Building High-Fidelity Data Streams

Low latency data streaming technology and practices remain a hot and trending topic among data engineers today. At its core, it promises to deliver data in near real time in order to provide snappy data-driven user experiences. This experience comes in many forms including low latency updates to social news feeds, near-real time payment fraud prevention, time-relevant recommender systems used in flash sales, self-driving car route planning, and more. Our need to stay engaged has made low latency data streams a critical part of modern data architectures. 

While it may seem trivial to get a data streaming POC up and running, productionalizing such a system under strict SLAs with the aid of a lean engineering team requires making the right choices but also learning from mistakes along the way. At Datazoom, we built a lossless streaming data system that guarantees sub-second (p95) event delivery at scale with better than three nines availability – we measure availability in terms of the on-time delivery of events. Come to this talk to learn how you can build such a system soup-to-nuts.

Interview:

What is the focus of your work these days?

I currently serve as the Chief Architect and Head of Engineering at Datazoom, a company that offers a video data platform that captures video playback telemetry data. This data can be used to understand how customers experience and interact with video. At Datazoom, we build both client SDKs and a cloud-based analytics platform.

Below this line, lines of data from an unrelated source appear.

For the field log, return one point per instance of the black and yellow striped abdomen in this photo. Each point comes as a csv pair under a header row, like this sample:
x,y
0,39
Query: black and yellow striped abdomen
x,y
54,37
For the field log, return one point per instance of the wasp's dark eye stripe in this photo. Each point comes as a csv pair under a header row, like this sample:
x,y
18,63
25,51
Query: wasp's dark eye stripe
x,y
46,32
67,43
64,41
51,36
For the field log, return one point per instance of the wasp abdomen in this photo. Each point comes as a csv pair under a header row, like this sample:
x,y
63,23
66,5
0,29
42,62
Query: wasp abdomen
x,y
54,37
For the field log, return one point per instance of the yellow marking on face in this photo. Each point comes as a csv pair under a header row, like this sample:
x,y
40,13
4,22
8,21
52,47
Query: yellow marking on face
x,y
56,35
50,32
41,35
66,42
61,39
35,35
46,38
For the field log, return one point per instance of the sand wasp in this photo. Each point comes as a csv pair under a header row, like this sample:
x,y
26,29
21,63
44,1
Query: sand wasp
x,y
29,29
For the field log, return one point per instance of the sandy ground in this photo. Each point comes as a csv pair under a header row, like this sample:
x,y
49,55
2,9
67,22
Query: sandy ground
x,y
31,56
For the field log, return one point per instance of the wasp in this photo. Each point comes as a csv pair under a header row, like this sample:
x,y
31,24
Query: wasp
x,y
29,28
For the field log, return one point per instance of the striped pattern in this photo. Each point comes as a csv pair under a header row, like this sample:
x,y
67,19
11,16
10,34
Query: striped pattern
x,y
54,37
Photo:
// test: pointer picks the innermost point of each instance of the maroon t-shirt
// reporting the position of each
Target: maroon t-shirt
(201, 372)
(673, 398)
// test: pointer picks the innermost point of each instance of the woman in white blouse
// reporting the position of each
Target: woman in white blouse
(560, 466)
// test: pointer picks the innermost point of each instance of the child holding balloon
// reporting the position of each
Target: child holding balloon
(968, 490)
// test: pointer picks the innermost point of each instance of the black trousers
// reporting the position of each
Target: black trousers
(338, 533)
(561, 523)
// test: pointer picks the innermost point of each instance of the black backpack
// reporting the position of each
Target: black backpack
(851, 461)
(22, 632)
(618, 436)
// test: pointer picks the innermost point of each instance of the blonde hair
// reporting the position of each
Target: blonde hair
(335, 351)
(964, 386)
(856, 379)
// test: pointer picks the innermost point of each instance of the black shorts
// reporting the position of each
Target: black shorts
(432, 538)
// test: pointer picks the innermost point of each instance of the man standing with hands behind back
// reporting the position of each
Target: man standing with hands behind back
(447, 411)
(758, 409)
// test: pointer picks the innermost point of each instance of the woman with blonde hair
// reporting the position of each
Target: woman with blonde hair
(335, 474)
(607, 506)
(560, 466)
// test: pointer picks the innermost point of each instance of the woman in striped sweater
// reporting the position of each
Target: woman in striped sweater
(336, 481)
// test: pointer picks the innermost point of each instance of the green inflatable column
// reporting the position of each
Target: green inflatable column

What’s the motivation for your talk?

In this talk, I explain how engineers can build a low-latency, high-fidelity data streaming system using open source software and public cloud technologies combined with recommended best practices. My talk focuses on the non-functional requirements (e.g. the -ilities) of such a system including but not limited to scalability, performance, reliability, observability, availability, etc…

How would you describe the persona and level of the target audience?

This talk will take a ground-up approach to building such a system. My talk requires little background knowledge beyond basic familiarity with various AWS technologies & Apache Kafka. The ideal target audience would be composed of engineers, ranging from beginner to intermediate, interested in building a high-fidelity streaming system.

What do you want this persona to walk away with from your presentation?

This talk will serve as an architect’s guide to building a high-fidelity streaming system. While it may leave out specific details for lack of time, it will provide enough information to get an architect 80% of the way to building a similar system.

What do you think is the next big disruption in software?

AI-managed data infra – it is sorely needed in order to reduce the onerous task of operating data infrastructure at scale.


Speaker

Sid Anand

Fellow, Cloud & Data Platform @Walmart, Apache Airflow Committer/PMC, Ex-Netflix, LinkedIn, eBay, Etsy, & PayPal

Sid recently joined Walmart (i.e. Walmart Global Tech) as a fellow to work on all things data. Prior to joining Walmart Global Tech, Sid served as the Chief Architect and Head of Engineering for Datazoom, where he and his team built high-fidelity, low-latency data streaming systems. Prior to joining Datazoom, Sid served as PayPal's Chief Data Engineer, where he helped build systems, platforms, teams, and processes, all with the aim of building access to the hundreds of petabytes of data under PayPal's management. Prior to joining PayPal, Sid held senior technical positions at Netflix, LinkedIn, eBay, & Etsy to name a few. He earned my BS and MS degrees in CS from Cornell University, focusing on Distributed Systems.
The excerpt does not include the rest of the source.